Have you seen good information on capital expenditures and efficiency for the H2 -> Methanol cycle?

Methanol is typically used as a fuel in drag racing due to the extreme octane rating.

That plus the fact that methanol is safer, in case of fire. Indy Cars also run on methanol.

I think some NASCAR races utilize ethanol ??? I asked a fan one time why they didn't burn methanol, his reaction was that they were not Stock Cars. It seems that restriction has been removed , for ethanol.

In the 70's - 80's car manufacturers in the US were working on developing cars to run on methanol. There was a surplus of NG back then too, mainly because long standing price controls were removed from NG produced for interstate sales.

"It is an argument that has had demonstrable success in the past."

Ingenious twist to call demented rationalization "an argument", and belief in it "success".

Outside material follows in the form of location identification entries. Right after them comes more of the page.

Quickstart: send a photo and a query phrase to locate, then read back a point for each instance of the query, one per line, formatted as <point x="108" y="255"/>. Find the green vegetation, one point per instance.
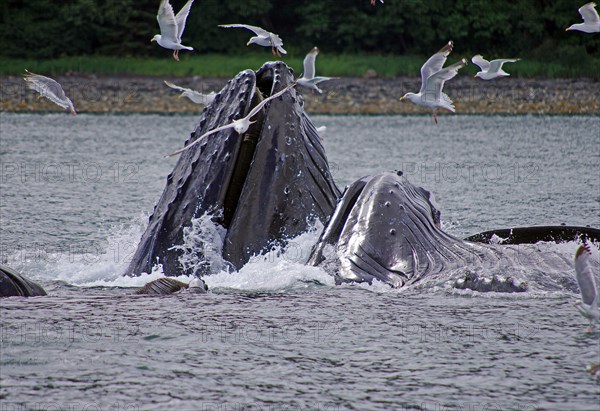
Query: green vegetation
<point x="113" y="36"/>
<point x="215" y="65"/>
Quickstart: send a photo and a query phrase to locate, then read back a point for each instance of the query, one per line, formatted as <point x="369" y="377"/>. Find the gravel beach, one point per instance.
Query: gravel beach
<point x="146" y="94"/>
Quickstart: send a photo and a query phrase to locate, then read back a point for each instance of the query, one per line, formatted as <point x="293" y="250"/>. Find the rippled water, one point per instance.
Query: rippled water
<point x="75" y="195"/>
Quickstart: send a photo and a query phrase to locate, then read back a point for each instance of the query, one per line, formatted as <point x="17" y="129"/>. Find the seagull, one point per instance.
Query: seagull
<point x="591" y="20"/>
<point x="263" y="38"/>
<point x="198" y="286"/>
<point x="241" y="125"/>
<point x="308" y="78"/>
<point x="171" y="27"/>
<point x="491" y="69"/>
<point x="50" y="89"/>
<point x="433" y="77"/>
<point x="588" y="306"/>
<point x="195" y="96"/>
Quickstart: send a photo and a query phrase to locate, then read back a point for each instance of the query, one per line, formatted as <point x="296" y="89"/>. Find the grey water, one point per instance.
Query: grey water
<point x="75" y="194"/>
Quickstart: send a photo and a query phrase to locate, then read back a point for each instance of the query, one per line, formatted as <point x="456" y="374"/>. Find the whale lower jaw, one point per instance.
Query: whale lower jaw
<point x="263" y="187"/>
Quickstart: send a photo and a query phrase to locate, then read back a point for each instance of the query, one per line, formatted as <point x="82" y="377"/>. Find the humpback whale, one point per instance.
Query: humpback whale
<point x="262" y="187"/>
<point x="13" y="284"/>
<point x="385" y="228"/>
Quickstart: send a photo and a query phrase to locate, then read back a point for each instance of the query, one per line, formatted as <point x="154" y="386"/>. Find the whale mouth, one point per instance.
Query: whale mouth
<point x="265" y="85"/>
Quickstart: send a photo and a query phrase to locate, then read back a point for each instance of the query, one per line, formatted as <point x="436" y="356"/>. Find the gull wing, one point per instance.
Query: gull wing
<point x="585" y="278"/>
<point x="48" y="88"/>
<point x="589" y="13"/>
<point x="195" y="96"/>
<point x="208" y="133"/>
<point x="277" y="42"/>
<point x="257" y="30"/>
<point x="167" y="22"/>
<point x="483" y="64"/>
<point x="496" y="65"/>
<point x="175" y="87"/>
<point x="181" y="18"/>
<point x="260" y="105"/>
<point x="309" y="64"/>
<point x="436" y="81"/>
<point x="434" y="64"/>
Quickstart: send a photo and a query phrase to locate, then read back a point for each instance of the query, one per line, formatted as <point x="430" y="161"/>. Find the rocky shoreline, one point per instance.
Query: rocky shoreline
<point x="147" y="94"/>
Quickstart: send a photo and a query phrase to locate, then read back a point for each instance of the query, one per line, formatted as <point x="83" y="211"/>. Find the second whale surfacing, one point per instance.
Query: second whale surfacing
<point x="262" y="187"/>
<point x="384" y="228"/>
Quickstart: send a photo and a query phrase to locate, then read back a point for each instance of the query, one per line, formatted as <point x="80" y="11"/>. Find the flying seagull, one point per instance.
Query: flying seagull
<point x="241" y="125"/>
<point x="491" y="69"/>
<point x="171" y="27"/>
<point x="433" y="77"/>
<point x="589" y="304"/>
<point x="591" y="20"/>
<point x="50" y="89"/>
<point x="263" y="38"/>
<point x="195" y="96"/>
<point x="308" y="78"/>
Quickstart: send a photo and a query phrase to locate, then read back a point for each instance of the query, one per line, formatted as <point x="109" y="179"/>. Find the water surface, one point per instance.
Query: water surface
<point x="75" y="196"/>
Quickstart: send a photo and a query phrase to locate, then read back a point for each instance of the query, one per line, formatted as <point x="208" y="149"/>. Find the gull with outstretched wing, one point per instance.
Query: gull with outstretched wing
<point x="171" y="27"/>
<point x="50" y="89"/>
<point x="591" y="20"/>
<point x="195" y="96"/>
<point x="263" y="38"/>
<point x="240" y="126"/>
<point x="433" y="77"/>
<point x="491" y="69"/>
<point x="308" y="78"/>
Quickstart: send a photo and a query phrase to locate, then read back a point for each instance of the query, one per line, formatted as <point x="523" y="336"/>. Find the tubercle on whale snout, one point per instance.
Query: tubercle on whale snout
<point x="244" y="176"/>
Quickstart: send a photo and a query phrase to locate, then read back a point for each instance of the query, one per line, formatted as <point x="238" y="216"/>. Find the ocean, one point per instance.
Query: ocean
<point x="75" y="196"/>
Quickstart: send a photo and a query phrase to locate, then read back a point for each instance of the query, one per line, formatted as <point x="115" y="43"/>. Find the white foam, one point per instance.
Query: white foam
<point x="280" y="269"/>
<point x="202" y="246"/>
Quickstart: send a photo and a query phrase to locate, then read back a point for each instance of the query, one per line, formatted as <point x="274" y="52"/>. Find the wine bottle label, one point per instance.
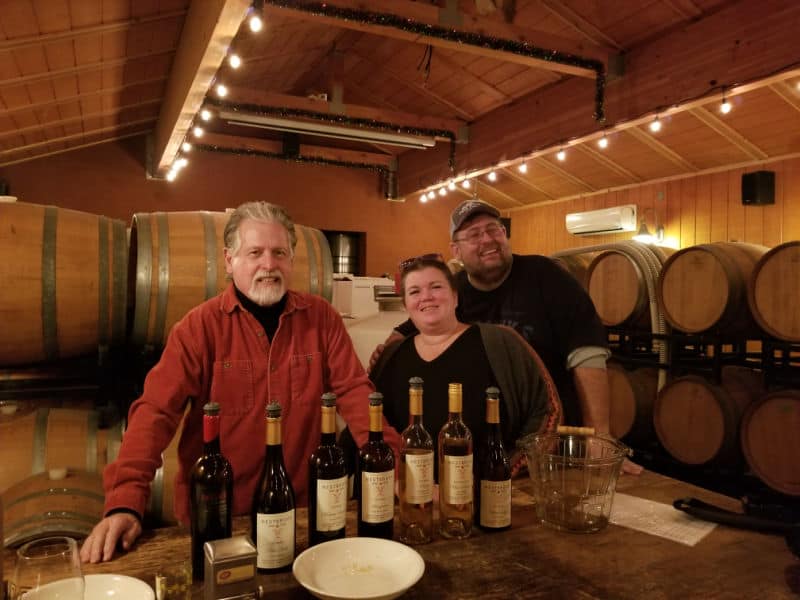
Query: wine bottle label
<point x="495" y="503"/>
<point x="457" y="479"/>
<point x="275" y="543"/>
<point x="419" y="478"/>
<point x="377" y="500"/>
<point x="331" y="503"/>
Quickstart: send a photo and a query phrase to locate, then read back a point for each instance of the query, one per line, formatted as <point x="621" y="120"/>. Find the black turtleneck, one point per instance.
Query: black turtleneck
<point x="267" y="315"/>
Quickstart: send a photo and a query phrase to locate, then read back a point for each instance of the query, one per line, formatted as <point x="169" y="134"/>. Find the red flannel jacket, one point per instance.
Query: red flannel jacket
<point x="219" y="352"/>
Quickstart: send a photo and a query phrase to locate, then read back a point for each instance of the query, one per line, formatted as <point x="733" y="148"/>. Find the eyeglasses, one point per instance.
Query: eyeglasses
<point x="493" y="230"/>
<point x="406" y="264"/>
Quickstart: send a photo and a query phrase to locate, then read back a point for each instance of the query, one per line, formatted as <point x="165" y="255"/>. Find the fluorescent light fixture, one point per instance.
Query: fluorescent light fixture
<point x="325" y="130"/>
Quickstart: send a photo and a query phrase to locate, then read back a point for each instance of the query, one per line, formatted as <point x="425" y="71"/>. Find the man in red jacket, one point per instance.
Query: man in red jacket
<point x="257" y="342"/>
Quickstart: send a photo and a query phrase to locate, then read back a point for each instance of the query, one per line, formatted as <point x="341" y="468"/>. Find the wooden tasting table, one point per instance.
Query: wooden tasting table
<point x="534" y="561"/>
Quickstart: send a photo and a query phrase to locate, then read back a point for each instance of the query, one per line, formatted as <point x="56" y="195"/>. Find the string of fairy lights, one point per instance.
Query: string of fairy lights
<point x="218" y="91"/>
<point x="560" y="151"/>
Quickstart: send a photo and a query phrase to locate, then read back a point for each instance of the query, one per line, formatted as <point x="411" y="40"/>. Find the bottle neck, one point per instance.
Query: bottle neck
<point x="211" y="434"/>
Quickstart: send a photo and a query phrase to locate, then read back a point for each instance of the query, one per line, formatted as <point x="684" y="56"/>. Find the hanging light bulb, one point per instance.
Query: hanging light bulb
<point x="655" y="125"/>
<point x="725" y="107"/>
<point x="255" y="22"/>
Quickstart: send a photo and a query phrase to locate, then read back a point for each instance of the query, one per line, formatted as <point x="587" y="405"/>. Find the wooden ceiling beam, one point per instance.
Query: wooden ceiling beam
<point x="787" y="93"/>
<point x="73" y="136"/>
<point x="563" y="174"/>
<point x="80" y="96"/>
<point x="307" y="150"/>
<point x="239" y="95"/>
<point x="35" y="41"/>
<point x="79" y="119"/>
<point x="728" y="133"/>
<point x="420" y="89"/>
<point x="433" y="15"/>
<point x="591" y="33"/>
<point x="607" y="162"/>
<point x="660" y="148"/>
<point x="77" y="70"/>
<point x="208" y="31"/>
<point x="76" y="147"/>
<point x="511" y="174"/>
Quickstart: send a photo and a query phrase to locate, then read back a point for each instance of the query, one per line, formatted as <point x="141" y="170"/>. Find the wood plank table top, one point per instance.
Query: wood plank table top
<point x="531" y="560"/>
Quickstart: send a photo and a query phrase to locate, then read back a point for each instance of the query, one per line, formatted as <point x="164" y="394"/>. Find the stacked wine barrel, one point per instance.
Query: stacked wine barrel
<point x="81" y="285"/>
<point x="728" y="291"/>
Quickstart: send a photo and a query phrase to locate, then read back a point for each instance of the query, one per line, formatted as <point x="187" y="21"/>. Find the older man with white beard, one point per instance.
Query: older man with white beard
<point x="257" y="342"/>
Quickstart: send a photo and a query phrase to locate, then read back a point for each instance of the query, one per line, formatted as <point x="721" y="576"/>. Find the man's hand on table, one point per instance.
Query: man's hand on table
<point x="101" y="543"/>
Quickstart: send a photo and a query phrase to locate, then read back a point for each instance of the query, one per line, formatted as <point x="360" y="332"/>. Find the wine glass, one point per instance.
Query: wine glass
<point x="48" y="568"/>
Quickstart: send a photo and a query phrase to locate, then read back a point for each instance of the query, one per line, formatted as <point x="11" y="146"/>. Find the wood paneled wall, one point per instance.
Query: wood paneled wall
<point x="109" y="179"/>
<point x="694" y="210"/>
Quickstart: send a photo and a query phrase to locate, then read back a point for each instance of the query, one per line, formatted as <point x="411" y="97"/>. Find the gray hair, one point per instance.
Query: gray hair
<point x="258" y="211"/>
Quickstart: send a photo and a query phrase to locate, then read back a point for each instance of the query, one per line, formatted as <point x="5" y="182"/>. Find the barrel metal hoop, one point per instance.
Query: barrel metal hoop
<point x="163" y="278"/>
<point x="119" y="281"/>
<point x="210" y="240"/>
<point x="144" y="277"/>
<point x="39" y="440"/>
<point x="102" y="281"/>
<point x="313" y="277"/>
<point x="49" y="321"/>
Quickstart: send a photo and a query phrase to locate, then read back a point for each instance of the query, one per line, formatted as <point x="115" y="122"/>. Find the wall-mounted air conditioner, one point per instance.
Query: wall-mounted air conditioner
<point x="605" y="220"/>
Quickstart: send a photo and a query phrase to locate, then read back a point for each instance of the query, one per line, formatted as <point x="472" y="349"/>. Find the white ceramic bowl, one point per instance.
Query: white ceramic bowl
<point x="97" y="587"/>
<point x="358" y="568"/>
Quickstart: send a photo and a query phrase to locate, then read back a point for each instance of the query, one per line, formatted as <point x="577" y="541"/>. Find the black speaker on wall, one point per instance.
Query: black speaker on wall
<point x="758" y="188"/>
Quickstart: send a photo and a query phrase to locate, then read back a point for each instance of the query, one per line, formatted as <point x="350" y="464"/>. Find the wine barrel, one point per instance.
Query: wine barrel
<point x="770" y="440"/>
<point x="774" y="290"/>
<point x="176" y="262"/>
<point x="698" y="421"/>
<point x="704" y="288"/>
<point x="67" y="272"/>
<point x="632" y="394"/>
<point x="34" y="440"/>
<point x="618" y="288"/>
<point x="576" y="265"/>
<point x="40" y="506"/>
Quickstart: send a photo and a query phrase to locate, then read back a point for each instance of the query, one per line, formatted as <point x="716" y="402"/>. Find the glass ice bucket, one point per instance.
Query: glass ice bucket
<point x="574" y="474"/>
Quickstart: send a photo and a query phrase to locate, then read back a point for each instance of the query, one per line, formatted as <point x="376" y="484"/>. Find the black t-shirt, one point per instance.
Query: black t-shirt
<point x="544" y="304"/>
<point x="464" y="362"/>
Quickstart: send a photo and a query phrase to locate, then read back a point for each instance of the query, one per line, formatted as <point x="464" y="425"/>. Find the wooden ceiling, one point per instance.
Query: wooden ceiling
<point x="75" y="73"/>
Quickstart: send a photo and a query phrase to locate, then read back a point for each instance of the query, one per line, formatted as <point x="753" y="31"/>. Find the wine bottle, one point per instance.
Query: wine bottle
<point x="272" y="518"/>
<point x="211" y="484"/>
<point x="327" y="481"/>
<point x="456" y="488"/>
<point x="376" y="468"/>
<point x="493" y="472"/>
<point x="416" y="473"/>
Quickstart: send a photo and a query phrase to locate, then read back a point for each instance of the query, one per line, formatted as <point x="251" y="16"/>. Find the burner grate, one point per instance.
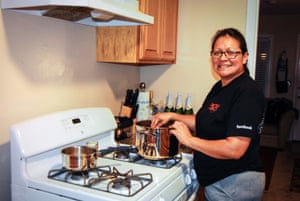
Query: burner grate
<point x="104" y="179"/>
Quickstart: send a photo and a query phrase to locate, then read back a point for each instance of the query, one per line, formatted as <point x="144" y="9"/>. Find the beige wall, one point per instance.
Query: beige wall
<point x="198" y="21"/>
<point x="49" y="65"/>
<point x="284" y="38"/>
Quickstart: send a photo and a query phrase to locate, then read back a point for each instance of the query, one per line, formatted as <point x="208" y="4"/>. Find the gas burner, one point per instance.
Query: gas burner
<point x="122" y="155"/>
<point x="127" y="184"/>
<point x="102" y="178"/>
<point x="77" y="177"/>
<point x="163" y="163"/>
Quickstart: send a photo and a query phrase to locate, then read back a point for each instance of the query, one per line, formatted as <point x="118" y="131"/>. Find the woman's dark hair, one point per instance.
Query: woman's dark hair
<point x="236" y="34"/>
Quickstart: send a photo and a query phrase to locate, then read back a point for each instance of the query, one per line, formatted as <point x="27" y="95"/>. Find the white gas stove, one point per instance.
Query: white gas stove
<point x="38" y="173"/>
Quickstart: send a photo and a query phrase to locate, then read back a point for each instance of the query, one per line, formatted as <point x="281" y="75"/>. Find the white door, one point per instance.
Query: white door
<point x="295" y="135"/>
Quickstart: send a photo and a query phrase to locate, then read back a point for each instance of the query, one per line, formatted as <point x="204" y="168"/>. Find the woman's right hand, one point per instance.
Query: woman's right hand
<point x="160" y="119"/>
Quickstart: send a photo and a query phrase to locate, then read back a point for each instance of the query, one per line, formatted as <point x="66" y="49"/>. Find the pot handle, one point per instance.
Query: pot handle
<point x="103" y="152"/>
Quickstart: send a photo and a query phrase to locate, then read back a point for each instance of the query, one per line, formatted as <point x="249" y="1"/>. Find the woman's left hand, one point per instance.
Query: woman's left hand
<point x="182" y="132"/>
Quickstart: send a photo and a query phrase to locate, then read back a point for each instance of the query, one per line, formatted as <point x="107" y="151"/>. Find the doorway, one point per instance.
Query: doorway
<point x="295" y="135"/>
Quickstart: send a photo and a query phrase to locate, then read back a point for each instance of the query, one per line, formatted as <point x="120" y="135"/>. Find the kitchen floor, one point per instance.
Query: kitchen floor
<point x="281" y="178"/>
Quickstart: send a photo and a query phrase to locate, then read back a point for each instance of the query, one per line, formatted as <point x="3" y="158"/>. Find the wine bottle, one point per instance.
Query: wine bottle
<point x="188" y="105"/>
<point x="169" y="105"/>
<point x="179" y="106"/>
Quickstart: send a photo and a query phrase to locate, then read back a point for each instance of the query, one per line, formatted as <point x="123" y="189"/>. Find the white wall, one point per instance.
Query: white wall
<point x="49" y="65"/>
<point x="198" y="21"/>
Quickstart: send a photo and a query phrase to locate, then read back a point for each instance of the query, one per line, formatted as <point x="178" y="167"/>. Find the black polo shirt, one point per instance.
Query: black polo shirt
<point x="234" y="110"/>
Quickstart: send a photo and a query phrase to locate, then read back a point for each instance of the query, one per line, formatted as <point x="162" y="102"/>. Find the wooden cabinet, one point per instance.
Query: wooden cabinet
<point x="146" y="44"/>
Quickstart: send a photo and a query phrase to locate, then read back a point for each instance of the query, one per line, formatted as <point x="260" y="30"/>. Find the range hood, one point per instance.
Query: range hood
<point x="88" y="12"/>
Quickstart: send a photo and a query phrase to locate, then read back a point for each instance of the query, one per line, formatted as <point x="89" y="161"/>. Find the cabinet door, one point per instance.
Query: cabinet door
<point x="158" y="41"/>
<point x="169" y="30"/>
<point x="150" y="34"/>
<point x="117" y="44"/>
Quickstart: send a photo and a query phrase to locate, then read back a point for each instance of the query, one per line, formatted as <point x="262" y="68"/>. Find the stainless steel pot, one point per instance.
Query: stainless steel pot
<point x="155" y="144"/>
<point x="79" y="158"/>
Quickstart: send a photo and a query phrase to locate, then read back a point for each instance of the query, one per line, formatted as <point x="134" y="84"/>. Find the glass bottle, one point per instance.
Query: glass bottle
<point x="169" y="105"/>
<point x="188" y="105"/>
<point x="179" y="105"/>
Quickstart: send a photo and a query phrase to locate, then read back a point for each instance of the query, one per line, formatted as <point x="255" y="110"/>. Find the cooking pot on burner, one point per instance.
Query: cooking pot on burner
<point x="155" y="144"/>
<point x="79" y="158"/>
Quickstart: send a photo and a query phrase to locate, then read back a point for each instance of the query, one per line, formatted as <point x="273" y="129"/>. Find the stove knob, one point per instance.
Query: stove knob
<point x="193" y="174"/>
<point x="188" y="179"/>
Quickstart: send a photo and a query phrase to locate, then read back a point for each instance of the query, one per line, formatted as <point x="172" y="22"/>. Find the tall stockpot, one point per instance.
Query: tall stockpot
<point x="155" y="144"/>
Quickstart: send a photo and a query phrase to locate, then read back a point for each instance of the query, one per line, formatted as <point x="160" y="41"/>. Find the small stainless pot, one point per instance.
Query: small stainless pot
<point x="79" y="158"/>
<point x="155" y="144"/>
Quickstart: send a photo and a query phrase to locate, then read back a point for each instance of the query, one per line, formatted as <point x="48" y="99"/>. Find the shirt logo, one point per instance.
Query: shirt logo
<point x="213" y="107"/>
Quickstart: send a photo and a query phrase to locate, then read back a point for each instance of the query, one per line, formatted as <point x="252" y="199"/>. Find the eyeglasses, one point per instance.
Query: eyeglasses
<point x="228" y="53"/>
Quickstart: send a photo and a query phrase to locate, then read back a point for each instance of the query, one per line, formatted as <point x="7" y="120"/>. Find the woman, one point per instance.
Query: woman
<point x="227" y="126"/>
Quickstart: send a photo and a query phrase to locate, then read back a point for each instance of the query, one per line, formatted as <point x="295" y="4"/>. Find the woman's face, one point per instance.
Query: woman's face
<point x="228" y="59"/>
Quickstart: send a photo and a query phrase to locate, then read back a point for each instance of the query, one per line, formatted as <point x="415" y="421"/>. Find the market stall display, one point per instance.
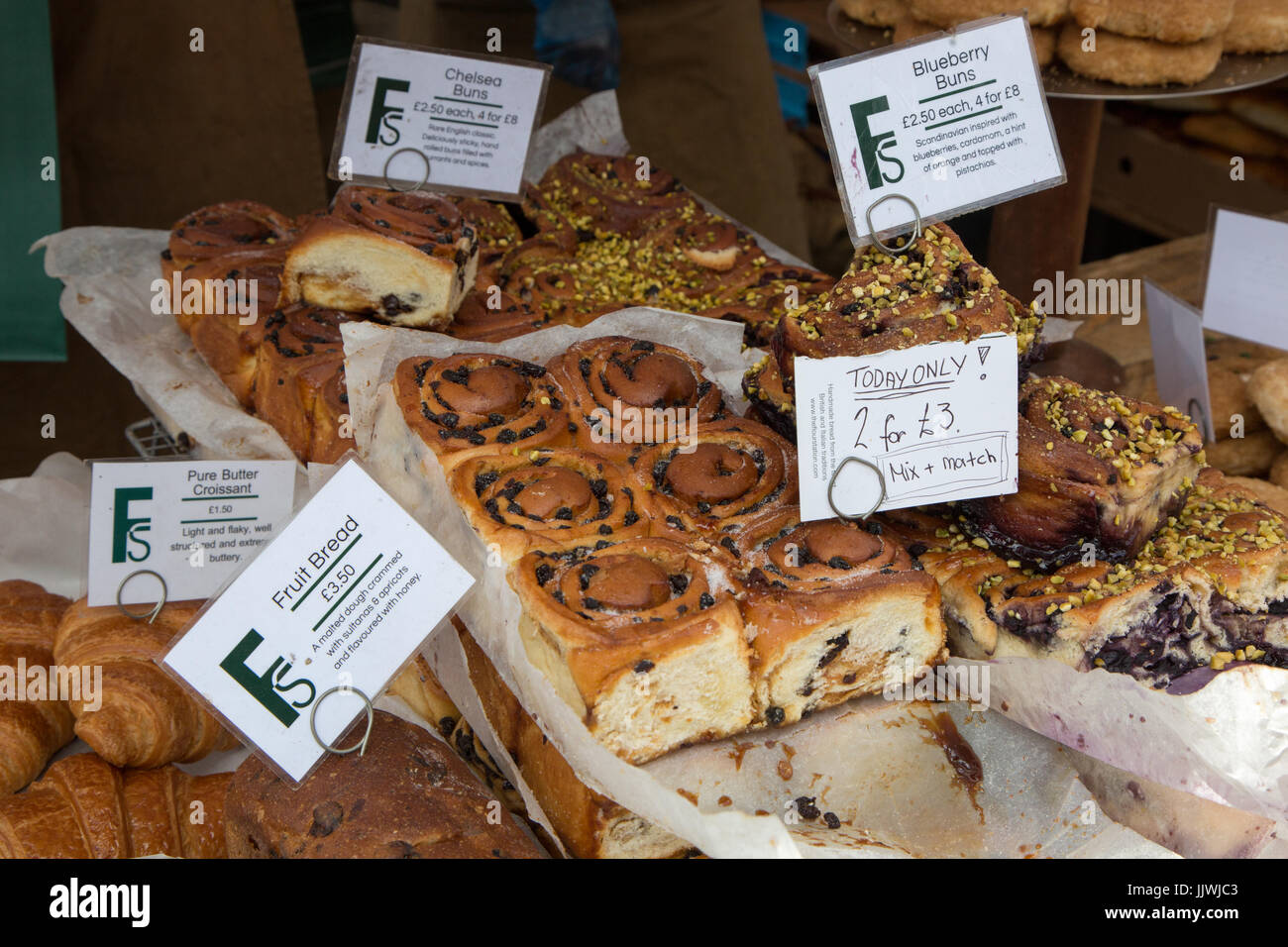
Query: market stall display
<point x="588" y="397"/>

But just because "an argument" in mathematics must strictly conform to mathematical rules does not mean that it has to in drug addiction discussions I suppose. At least that is how it has been for generations.

I found a quote from 1944 that illustrates what I mean:

The enemy aggressor is always pursuing a course of larceny, murder, rapine and barbarism. We are always moving forward with high mission, a destiny imposed by the Deity to regenerate our victims, while incidentally capturing their markets; to civilise savage and senile and paranoid peoples, while blundering accidentally into their oil wells.

(Myth Addiction Is Establishment's LSD). Blood for oil is an old notion it would seem. So is propaganda for oil. Hey, ancient elder worship, gotta luv it.

It's inadvisable to drill the Caucasus until it's totally exhausted, hoping for a little more production. At least that's my experience.